A while back, I wanted to learn how to use Hadoop. I prefer to self-host my stuff as it’s free (as in pizza), and free (as in speech).

I almost immediately ran into issues getting it set up. First off, it turns out Hadoop uses Java, which I hate. It also has insane memory requirements, which my homelab couldn’t handle. To top it off, the installation docs were too confusing for something that I would use for 10 minutes and then never touch again.

Then I found Disco.

Unlike Hadoop, Disco has libraries for use in Python, which I find slightly more acceptable than Java. It also has an extremely small footprint. I was able to run a testing worker with 256mb of RAM, 1 CPU, and 1 GB of hard drive space (including all of its dependencies).

The one remaining problem, is that following the installation instructions for Disco has probably been one of the most frustrating pieces of software I’ve ever had to install. You know you’ve spent too much time trying when you’re reading a 5 year old GitHub issue, tracking down an Erlang issue related to a cross-language pipe library, all just by following the “Getting Started” guide. Of course, there’s an XKCD for that.

This guide is written as a fool-proof guide for anyone else who wants to get up and running with Disco with minimal hassle.

1. Prerequisites

There are several ways of accomplishing this. I personally used my Proxmox cluster split out over 6 different machines, all behind a private subnet with a firewall. You can do whatever as long as you meet the following requirements.

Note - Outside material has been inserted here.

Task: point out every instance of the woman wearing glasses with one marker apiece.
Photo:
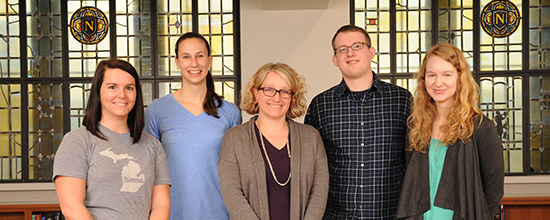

  • At least one machine (preferably more, dedicated boxes like docker containers or VMs)
  • CentOS 7 (anything else and you are on your own)
  • A configurable DNS server in your network (if you think you can cheat with the HOSTS file, you are in for a world of hurt)
  • A free afternoon (Seriously, this could take a while)

2. Hello bash my old friend

Go ahead and turn your machines on or provision your VMs. You can do one, or two, (or twenty, as I did). Make sure all of them are running CentOS 7. The minimum specs I got away with was 1 CPU, 512mb of RAM, and 1GB of hard drive space. If you are creating multiple “workers”, each one only needs 256mb of RAM. 512mb is only needed for the “master” node. Of course, if you intend on running bigger datasets than me, you will need to increase this number.

For each box you create, you will need to create a corresponding entry on your DNS server. How to do this is beyond the scope of this article and depends on what software you choose to use for this. I was able to just add the entries to my pfSense router using the configuration page. If your router can’t do this, take a look at a BIND server.

Now boot all of the boxes and run the following command.

1
2
3
$ yum install openssh-server openssh-client openssl-devel -y
$ ssh-keygen -N '' -f ~/.ssh/id_dsa
$ service sshd restart

This sets everything up for SSH connections between the master node and the workers.

3. Installing Erlang on the first try (sometimes)

Now we have to install Erlang. This is a pain to set up on CentOS for some reason. All the tutorials I found were either 5 years old or not for my distro. The solution I found was Kerl. Type the following commands into the terminals on all the machines.

1
2
$ curl -O https://raw.githubusercontent.com/kerl/kerl/master/kerl
$ chmod a+x kerl

This gets Kerl all set up so we can install Erlang. Before we clone and build Erlang though, we need to install some additional dependencies.

1
$ yum install tar gcc make perl ncurses-devel git -y

Now we can install Kerl. Run the following commands.

1
2
3
4
$ ./kerl build 17.5 17.5
$ ./kerl install 17.5 erlang/17_5/
$ . /root/erlang/17_5/activate
$ erl -version

If that works without any errors, you are now good to go. Now we can install Disco.

4. Time for the (actual) installation

1
2
$ git clone git://github.com/discoproject/disco.git
$ cd disco

At this point, what you need to do next depends on the type of installation you are performing. If you are installing the master node (or doing a single-machine install), run this:

1
$ make install

Otherwise, if you are creating a worker node that doesn’t need the web GUI, run this instead:

1
$ make install-node

Now, on both the master and worker nodes, set up the python libraries.

1
2
3
$ cd lib
$ python setup.py install --user
$ cd ..

5. Developing trust in your cluster (using math and crypto-stuff)

The last part is to set up the Erlang cookie and SSH keys. On the master server, run the disco service and stop it by running the following.

1
2
3
$ bin/disco start
// Wait a few seconds...
$ bin/disco stop

Now run the following on your master node. Replace NODE with the DNS-resolvable name of each of your worker boxes.

1
2
3
4
5
6
$ ssh-copy-id localhost
$ scp ~/.erlang.cookie localhost:
// Now run these two commands for every worker box you have,
// replacing NODE with the DNS resolvable name.
$ ssh-copy-id NODE
$ scp ~/.erlang.cookie NODE:

Finally, run the following on all the nodes:

1
$ bin/disco nodaemon

At this point, you should be able to follow the instructions in the documentation on adding all of your nodes to the web GUI and running the test wordcount program.